Pero más allá de si era o no el Fiscal Nacional Económico el dueño de esa cuenta, desde la cual se negó lo indicado por Jocelyn-Holt, el episodio permite plantear una conversación sobre qué no pueden decir/hacer los funcionarios públicos en sus cuentas personales en las redes sociales. El hecho de que el episodio haya sido protagonizado por una cuenta anónima es, para efectos de esta conversación, un dato importante, pero no el central.
Normalmente, las redes sociales se tienden a asimilar con espacios públicos como las plazas, sólo que en este caso virtuales. La analogía es pobre, porque no toma en cuenta la diversa naturaleza y las particularidades de ambos espacios como lugares para ejercer la libre expresión y cómo este ejercicio se ve condicionado por el contexto en que cada persona emite la comunicación.
En el caso específico de los funcionarios públicos, su proceder está normado de manera explícita por el
Estatuto Administrativo y otras disposicones, y su conducta y desempeño es periódicamente evaluado. Aclaramos, eso sí, que cuando hablamos de funcionarios nos referimos a todas las personas naturales que tienen algún vínculo contractual con el Estado, independiente de su calidad (planta, contrata, contrato vía Código del Trabajo, honorarios), aunque no todos estén sujetas al Estatuto.
Sin embargo, antes que funcionarios son ciudadanos y como tales tienen derechos inalienables que no pueden ser vulnerados, en especial por el Estado, llamado a respetar y hacer respetar esos derechos.
Basta sumergirse un poco en las redes para observar cómo funcionarios de gobierno (no estamos hablando de aquellos nombrados por el Presidente y que son de confianza política) usan las redes para emitir juicios de indudable valor político. Simpatizantes de los gobiernos de la Concertación que opinan en contra del gobierno actual o simpatizantes del actual que atacan a otros sectores políticos. O que emiten opiniones sobre causas y demandas ciudadanas o sobre temas en los que debieras operar la prescindencia (término famoso sobre todo en tiempos electorales). No tenemos una respuesta clara, pero si nos interesa abrir la conversación. Por eso, lanzamos las preguntas.

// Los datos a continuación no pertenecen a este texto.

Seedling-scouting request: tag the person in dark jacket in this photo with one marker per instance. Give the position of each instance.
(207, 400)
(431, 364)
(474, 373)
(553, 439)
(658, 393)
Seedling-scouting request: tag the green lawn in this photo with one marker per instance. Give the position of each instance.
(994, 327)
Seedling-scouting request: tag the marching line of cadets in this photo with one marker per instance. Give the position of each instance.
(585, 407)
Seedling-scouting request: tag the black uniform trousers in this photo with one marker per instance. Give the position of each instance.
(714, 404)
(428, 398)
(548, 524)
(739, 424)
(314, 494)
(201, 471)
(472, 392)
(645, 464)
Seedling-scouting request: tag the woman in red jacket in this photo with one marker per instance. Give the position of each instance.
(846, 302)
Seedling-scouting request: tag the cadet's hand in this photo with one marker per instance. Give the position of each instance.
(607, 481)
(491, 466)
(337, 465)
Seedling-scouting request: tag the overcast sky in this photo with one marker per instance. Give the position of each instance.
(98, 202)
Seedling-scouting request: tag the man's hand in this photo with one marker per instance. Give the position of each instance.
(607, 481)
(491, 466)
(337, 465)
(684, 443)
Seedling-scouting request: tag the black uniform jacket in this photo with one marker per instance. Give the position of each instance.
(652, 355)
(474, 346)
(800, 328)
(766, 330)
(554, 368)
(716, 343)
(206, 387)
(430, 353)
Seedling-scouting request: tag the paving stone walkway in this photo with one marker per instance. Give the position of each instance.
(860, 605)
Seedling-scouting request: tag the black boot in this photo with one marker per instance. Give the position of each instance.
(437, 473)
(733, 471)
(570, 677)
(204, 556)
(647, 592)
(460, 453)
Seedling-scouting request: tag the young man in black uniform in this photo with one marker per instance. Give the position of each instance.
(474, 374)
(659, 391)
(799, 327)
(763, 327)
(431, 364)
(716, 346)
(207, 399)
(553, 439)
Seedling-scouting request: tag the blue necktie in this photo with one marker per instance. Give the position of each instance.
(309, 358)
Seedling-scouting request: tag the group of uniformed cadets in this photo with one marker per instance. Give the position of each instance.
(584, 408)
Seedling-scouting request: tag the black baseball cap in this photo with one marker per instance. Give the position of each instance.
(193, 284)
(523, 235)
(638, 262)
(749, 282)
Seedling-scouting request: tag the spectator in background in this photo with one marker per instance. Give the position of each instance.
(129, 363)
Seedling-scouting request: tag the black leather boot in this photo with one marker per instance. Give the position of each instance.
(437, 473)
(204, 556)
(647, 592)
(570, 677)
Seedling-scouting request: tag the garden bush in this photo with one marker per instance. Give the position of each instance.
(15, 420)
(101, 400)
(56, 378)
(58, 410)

¿Pueden funcionarios públicos emitir ese tipo de mensajes usando equipos y conexiones a Internet financiadas por el Estado? ¿Pueden hacerlo en horario de trabajo? ¿Es necesario normar este tipo de situaciones? ¿Normarlo no generará, por el contrario, un conflicto evidente entre las viejas lógicas organizacionales del Estado con las nuevas herramientas de comunicación personal basadas en redes sociales? ¿Es posible dejar todo esto al criterio de las personas, como se suele afirmar ante este tipo de situaciones?